# G35 enttäuschend, was mache ich falsch?



## Invisiblo (18. Dezember 2012)

*G35 enttäuschend, was mache ich falsch?*

Hallo,

habe heute mein neues G35 ausgepackt und installiert - und bin erstmal enttäuscht. 

Ich hatte vorher ein Creative Fatal1ty Headset über eine externe 5.1 Soundkarte von Trust angeschlossen. Nun bin ich vom G35 enttäuscht. Es klingt irgendwie viel schlechter. Oder denke ich das nur? Hab ich mich einfach noch nicht daran gewöhnt? Erstmal ist mir aufgefallen, dass das G35 viel weniger Tiefe hat, auch wenn ich in der Software an den Pegeln rumspiele. 

Ich weiß nicht wie ich das beschreiben soll: Alles klingt etwas weiter weg und etwas mehr blechern. 

Hab gerade nochmal nachprobiert: Also Musik zB klingt mit dem alten Headset einfach 10 mal besser und kraftvoller als mit dem G35, selbst wenn ich da die Tiefen relativ hoch und die Höhen relativ leise stelle. Das klingt eher als würde ich mir ne Blechdose ans Ohr halten und den Sound eines Ohrstöpsels dadurch verstärken. 

Ich weiß echt nicht was ich falsch mache, Surround hatte ich auch an- sowie ausgeschaltet, keine Besserung. 
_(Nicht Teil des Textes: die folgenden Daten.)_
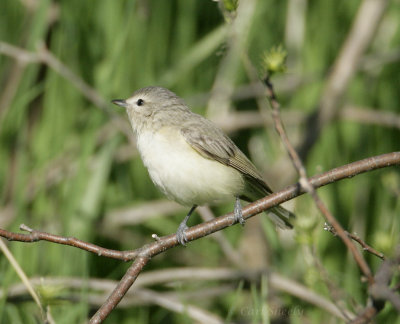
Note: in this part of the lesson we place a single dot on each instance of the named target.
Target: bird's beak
(120, 102)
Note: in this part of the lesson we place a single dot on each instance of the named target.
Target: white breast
(184, 175)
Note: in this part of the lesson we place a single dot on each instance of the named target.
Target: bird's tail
(281, 217)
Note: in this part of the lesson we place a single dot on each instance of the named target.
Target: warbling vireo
(190, 159)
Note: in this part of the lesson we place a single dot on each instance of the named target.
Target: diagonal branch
(307, 186)
(162, 244)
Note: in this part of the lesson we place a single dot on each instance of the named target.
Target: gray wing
(210, 142)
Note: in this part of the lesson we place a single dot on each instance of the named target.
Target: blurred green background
(69, 166)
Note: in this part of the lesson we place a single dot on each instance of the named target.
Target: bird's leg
(237, 212)
(180, 233)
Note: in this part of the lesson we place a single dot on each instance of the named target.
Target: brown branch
(360, 36)
(36, 236)
(307, 186)
(156, 277)
(380, 291)
(356, 238)
(148, 251)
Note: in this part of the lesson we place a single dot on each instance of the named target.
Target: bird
(190, 159)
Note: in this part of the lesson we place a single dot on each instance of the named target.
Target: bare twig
(356, 238)
(144, 254)
(156, 277)
(307, 186)
(36, 236)
(22, 276)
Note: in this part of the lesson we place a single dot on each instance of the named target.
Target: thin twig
(356, 238)
(307, 186)
(145, 253)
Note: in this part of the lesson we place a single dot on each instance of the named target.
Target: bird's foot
(237, 212)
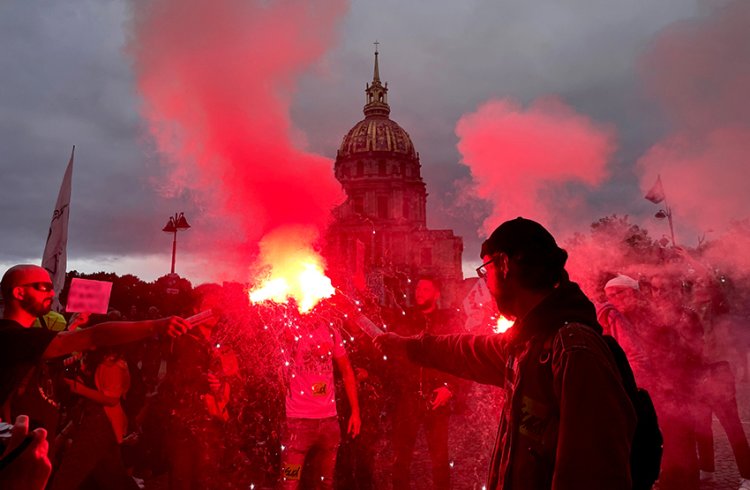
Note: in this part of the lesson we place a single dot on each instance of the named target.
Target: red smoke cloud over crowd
(522, 157)
(217, 80)
(699, 73)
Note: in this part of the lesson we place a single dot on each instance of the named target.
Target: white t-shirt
(311, 386)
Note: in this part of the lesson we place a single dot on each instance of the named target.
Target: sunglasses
(482, 269)
(43, 287)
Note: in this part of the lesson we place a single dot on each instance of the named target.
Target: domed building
(379, 237)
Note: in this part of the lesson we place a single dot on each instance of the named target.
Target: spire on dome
(377, 93)
(376, 73)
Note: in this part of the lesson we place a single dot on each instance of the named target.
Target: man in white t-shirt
(312, 422)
Überseh ich einfach was? Dachte ich leg jetzt mit dem Bombensound los..


----------



## To4sty (18. Dezember 2012)

*AW: G35 enttäuschend, was mache ich falsch?*

Einfache Antwort: Das Headset ist, wie soll mans sagen, nicht wirklich der Bringer. Generell solltest du von Headsets nicht viel erwarten. Das P/L Verhältnis stimmt einfach nicht. Für guten Sound musst du viel zahlen. Bei Kopfhöhrern kriegst du für viel weniger Geld, viel bessere Qualität.
Vielleicht solltest du dir mal diesen Thread durchlesen http://extreme.pcgameshardware.de/sound-hifi/191718-einkaufsfuehrer-headsets-und-kopfhoerer.html

MfG
To4sty


----------



## TEAMKlLLER_TK (18. Dezember 2012)

*AW: G35 enttäuschend, was mache ich falsch?*

Stell mal den Schalter links auf dem Headset auf Sterio, musst dich bei dem Sound nicht wundern schließlich ist es ein 7.1 Headset und soll eben die Räumlichkeit emulieren. Nach einer Weile willst du es nicht mehr missen da die Ortung sehr gut ist.
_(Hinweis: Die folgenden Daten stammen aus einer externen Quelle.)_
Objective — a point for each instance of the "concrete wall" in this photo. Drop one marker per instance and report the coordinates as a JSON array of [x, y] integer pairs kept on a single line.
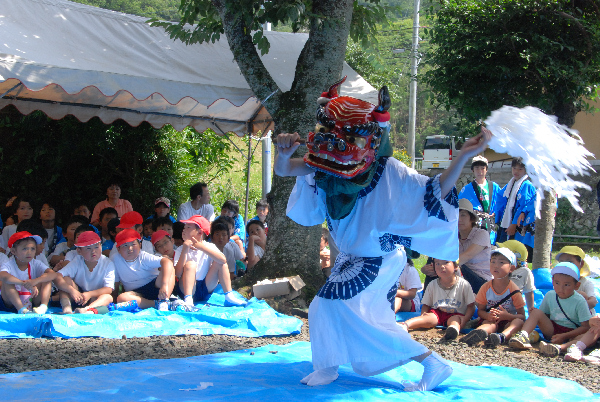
[[568, 221]]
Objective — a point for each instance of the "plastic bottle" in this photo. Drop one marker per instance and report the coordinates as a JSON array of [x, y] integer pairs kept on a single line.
[[124, 306]]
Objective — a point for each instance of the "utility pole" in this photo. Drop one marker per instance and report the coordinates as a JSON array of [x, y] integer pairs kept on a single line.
[[412, 104]]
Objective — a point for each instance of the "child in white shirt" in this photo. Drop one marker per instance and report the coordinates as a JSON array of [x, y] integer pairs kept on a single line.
[[89, 279]]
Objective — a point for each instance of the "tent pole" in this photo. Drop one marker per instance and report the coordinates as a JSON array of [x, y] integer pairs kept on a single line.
[[248, 179]]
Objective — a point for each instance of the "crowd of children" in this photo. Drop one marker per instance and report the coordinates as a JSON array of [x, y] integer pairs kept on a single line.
[[113, 255]]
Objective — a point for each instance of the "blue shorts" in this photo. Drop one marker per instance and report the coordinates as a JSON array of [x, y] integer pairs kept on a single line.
[[5, 308], [202, 294], [149, 291]]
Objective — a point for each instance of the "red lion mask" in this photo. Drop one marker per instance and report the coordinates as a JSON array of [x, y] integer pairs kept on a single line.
[[348, 133]]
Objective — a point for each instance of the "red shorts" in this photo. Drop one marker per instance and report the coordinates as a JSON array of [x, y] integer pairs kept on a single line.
[[559, 329], [442, 316]]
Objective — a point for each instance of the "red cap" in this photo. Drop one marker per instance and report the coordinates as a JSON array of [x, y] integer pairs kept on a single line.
[[23, 235], [87, 239], [159, 234], [130, 219], [201, 222], [127, 235]]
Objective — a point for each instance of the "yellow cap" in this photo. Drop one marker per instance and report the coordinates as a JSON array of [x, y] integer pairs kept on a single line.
[[574, 250], [518, 248]]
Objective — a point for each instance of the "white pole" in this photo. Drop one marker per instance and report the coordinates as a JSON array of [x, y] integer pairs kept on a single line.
[[412, 104], [266, 146]]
Edit: Im Spiel auf Kopfhörer stellen!!!


----------



## xlacherx (18. Dezember 2012)

*AW: G35 enttäuschend, was mache ich falsch?*

g35... das is doch das kabel gebunden headset ich hab die funk version davon das g930... 

früher hatte ich n speedlink medusa an ner creative xfi titanium pro soundkarte... war nicht schlecht... 

aber also ich das g930 bekommen hab sind mir fast die ohren abgefallen xD ich find ehrlich gesagt nur geil... vor allem wie schon gesagt wurde beim zocken! 

ich weis ja net wie es beim kabel gebundenen ist.. aber kannst du die lautstärke am headset auch ändern? mach da mal leiser und am pc lauter... dass kann auch schon helfen. 

über solch ein "blechernes" geräusch kann ich nicht klagen! meins fängt bei starken bässen schon fast zu vibrieren an


----------



## Jahai (18. Dezember 2012)

xlacherx schrieb:


> ich weis ja net wie es beim kabel gebundenen ist.. aber kannst du die lautstärke am headset auch ändern? mach da mal leiser und am pc lauter... dass kann auch schon helfen.



Dein ernst? Du weißt schon, dass das Rad die Windows-Lautstärke bedient sprich genau das gleiche wie das was du am PC direkt tust...


----------



## Invisiblo (18. Dezember 2012)

*AW: G35 enttäuschend, was mache ich falsch?*

Wie schon geschrieben, habe ich sowohl Stereo als auch Surround probiert. 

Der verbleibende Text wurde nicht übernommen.